The second belief is fragile and possibly incorrect: that OpenAI possesses a unique, durable moat to capture the lion’s share of this revolution’s value. That its specific technical roadmap—massive pre-training, compute-intensive scaling—will dominate. That it can build defensible agentic systems faster than the competition commoditizes foundation models.
The circular financing architecture dangerously conflates these beliefs. Every dollar flowing into Nvidia, AMD, and Oracle embeds an implicit bet not just on AI, but on OpenAI specifically. The concentration is unprecedented. The dependencies are opaque. The valuations assume success.
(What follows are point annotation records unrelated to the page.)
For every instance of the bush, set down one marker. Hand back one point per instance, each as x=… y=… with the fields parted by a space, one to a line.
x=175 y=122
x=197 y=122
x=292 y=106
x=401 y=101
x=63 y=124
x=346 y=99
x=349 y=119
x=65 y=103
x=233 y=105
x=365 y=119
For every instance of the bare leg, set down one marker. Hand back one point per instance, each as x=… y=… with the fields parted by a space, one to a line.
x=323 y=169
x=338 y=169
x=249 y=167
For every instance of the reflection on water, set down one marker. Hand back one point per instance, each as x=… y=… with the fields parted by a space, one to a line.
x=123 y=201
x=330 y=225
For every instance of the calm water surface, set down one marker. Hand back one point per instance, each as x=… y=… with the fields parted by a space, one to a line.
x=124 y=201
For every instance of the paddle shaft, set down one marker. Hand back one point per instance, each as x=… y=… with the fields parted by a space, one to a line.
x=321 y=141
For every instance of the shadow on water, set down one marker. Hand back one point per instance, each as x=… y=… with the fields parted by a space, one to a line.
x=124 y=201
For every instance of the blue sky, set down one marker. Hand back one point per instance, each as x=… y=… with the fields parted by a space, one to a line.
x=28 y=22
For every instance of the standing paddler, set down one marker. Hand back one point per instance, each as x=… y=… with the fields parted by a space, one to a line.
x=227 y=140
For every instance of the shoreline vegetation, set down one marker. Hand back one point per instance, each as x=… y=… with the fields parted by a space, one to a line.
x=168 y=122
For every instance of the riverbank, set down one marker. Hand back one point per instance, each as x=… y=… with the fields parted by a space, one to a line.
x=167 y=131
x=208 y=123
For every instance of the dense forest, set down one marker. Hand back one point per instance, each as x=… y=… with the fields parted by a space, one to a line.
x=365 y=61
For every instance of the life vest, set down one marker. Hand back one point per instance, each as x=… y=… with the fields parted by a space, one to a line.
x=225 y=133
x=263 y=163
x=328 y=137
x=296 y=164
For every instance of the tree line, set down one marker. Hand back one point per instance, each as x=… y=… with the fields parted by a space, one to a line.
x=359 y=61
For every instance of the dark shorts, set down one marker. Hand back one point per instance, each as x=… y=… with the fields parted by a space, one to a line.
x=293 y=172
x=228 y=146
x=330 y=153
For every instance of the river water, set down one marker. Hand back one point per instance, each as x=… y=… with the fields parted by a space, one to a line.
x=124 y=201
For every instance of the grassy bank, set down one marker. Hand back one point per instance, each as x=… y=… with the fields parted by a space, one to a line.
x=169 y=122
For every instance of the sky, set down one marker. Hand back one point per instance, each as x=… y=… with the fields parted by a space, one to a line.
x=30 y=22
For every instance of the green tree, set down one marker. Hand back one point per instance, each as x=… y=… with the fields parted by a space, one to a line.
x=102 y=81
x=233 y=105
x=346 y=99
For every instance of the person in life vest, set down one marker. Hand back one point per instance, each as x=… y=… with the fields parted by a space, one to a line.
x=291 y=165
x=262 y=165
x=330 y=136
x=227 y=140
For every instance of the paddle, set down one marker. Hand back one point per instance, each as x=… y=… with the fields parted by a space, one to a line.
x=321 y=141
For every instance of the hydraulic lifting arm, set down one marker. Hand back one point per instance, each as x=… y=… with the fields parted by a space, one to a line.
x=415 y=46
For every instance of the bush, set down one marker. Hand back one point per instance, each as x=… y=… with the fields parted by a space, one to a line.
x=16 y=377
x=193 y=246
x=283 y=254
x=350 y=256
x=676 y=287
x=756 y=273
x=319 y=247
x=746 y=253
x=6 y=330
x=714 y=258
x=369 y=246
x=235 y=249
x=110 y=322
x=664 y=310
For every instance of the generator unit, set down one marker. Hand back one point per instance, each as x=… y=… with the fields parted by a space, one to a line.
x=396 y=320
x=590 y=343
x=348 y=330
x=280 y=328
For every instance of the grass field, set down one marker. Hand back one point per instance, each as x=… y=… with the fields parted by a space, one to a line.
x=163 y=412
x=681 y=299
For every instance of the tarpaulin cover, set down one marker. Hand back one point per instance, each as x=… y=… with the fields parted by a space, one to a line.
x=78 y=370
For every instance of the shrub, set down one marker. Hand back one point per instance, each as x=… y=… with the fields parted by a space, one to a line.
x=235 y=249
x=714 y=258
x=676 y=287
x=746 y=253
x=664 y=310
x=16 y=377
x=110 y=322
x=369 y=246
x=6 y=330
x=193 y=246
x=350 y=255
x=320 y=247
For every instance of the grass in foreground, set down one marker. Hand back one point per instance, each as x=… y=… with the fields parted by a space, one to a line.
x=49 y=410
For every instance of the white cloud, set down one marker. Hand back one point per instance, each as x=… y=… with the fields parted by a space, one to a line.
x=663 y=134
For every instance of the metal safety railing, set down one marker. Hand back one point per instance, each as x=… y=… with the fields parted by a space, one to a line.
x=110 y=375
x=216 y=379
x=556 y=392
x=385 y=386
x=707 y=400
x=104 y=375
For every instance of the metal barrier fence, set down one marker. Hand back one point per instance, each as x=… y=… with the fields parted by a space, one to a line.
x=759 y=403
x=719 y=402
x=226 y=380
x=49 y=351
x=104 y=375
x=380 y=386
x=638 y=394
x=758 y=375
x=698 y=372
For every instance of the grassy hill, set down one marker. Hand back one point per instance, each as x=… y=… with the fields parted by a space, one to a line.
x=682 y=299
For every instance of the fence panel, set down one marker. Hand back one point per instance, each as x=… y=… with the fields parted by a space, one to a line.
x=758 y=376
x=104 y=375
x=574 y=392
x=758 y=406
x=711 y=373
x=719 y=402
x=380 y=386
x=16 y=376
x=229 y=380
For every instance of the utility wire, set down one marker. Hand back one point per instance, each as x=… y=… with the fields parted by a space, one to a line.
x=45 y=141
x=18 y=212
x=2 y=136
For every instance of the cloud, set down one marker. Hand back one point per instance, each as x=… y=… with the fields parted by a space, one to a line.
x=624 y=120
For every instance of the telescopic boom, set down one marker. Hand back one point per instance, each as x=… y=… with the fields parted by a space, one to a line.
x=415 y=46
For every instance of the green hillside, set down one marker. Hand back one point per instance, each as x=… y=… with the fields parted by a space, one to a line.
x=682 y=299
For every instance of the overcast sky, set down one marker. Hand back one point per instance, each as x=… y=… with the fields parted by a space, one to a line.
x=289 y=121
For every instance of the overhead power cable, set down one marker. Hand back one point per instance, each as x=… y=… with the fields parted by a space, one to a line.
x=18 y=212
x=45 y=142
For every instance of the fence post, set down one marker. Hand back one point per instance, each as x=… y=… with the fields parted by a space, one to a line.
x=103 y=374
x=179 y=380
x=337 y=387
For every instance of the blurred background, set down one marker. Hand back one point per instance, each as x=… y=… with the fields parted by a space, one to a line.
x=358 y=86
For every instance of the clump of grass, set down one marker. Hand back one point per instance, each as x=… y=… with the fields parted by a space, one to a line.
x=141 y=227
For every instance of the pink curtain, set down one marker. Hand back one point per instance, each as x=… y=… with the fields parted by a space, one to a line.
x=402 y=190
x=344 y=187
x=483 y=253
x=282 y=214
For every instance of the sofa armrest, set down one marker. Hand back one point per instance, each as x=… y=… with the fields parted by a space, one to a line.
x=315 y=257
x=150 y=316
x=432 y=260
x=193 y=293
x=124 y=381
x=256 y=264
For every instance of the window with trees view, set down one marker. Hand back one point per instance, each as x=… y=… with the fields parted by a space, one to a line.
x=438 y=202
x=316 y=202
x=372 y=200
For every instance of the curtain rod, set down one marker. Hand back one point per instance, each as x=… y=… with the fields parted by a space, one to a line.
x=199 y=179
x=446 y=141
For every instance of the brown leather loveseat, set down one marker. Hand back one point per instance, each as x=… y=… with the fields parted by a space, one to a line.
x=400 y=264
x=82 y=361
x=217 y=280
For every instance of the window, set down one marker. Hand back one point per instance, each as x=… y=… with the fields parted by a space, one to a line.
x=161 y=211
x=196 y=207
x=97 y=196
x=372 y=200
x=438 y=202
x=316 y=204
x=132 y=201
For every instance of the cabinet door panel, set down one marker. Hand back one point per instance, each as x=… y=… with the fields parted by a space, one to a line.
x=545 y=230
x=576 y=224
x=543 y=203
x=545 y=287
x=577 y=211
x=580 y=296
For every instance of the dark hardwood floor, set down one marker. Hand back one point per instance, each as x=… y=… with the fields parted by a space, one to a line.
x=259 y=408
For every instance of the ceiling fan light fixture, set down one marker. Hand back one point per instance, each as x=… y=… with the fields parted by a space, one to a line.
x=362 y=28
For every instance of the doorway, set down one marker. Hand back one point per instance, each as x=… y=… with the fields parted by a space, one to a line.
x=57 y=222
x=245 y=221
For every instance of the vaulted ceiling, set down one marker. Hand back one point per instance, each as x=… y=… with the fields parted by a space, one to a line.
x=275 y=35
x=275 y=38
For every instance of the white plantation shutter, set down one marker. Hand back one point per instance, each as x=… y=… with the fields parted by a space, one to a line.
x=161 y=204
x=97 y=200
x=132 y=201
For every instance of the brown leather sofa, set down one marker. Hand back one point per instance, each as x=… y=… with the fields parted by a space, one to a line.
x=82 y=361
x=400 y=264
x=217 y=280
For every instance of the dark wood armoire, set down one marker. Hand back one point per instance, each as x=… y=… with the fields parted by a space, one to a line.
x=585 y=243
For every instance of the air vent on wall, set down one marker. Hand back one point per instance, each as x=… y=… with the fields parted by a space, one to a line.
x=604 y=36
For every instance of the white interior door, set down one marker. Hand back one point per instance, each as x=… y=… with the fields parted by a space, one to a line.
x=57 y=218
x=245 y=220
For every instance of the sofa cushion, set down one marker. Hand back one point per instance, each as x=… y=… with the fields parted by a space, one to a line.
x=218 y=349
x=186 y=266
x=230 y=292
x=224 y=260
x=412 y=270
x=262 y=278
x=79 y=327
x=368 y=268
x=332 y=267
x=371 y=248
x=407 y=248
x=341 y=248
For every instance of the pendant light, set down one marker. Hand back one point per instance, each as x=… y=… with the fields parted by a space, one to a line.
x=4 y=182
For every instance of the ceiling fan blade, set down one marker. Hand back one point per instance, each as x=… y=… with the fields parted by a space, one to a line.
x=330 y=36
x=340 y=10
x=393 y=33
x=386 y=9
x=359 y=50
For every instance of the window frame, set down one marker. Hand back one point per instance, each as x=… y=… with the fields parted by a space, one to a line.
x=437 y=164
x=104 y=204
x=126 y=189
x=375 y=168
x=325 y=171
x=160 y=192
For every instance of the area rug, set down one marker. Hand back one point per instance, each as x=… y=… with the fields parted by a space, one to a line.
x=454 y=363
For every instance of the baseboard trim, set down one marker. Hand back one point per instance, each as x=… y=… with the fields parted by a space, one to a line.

This creates a single point of failure. The greatest risk is not that the technology fails—it’s that the technology succeeds while the company everyone backed fails to justify the capital flowing through it. The railroads could be transformative even as specific railroad companies go bankrupt, stranding investors who confused the infrastructure with the operator.
We need the AI buildout. We need the infrastructure. But we should be extraordinarily careful about letting that infrastructure’s financing depend on a single company’s ability to thread an impossibly narrow needle: building a defensible moat while burning billions quarterly, maintaining technical leadership while competitors gain ground, and converting expensive compute into profitable services before capital markets lose patience.
Right now, the entire architecture assumes Sam Altman’s OpenAI can do all of this simultaneously. That’s not a technology bet. That’s a single point of failure masquerading as a revolution.
The difference between transformative infrastructure and catastrophic capital destruction is whether the architecture can survive its keystone’s potential failure.
Based on current dependencies, the answer is uncomfortably unclear.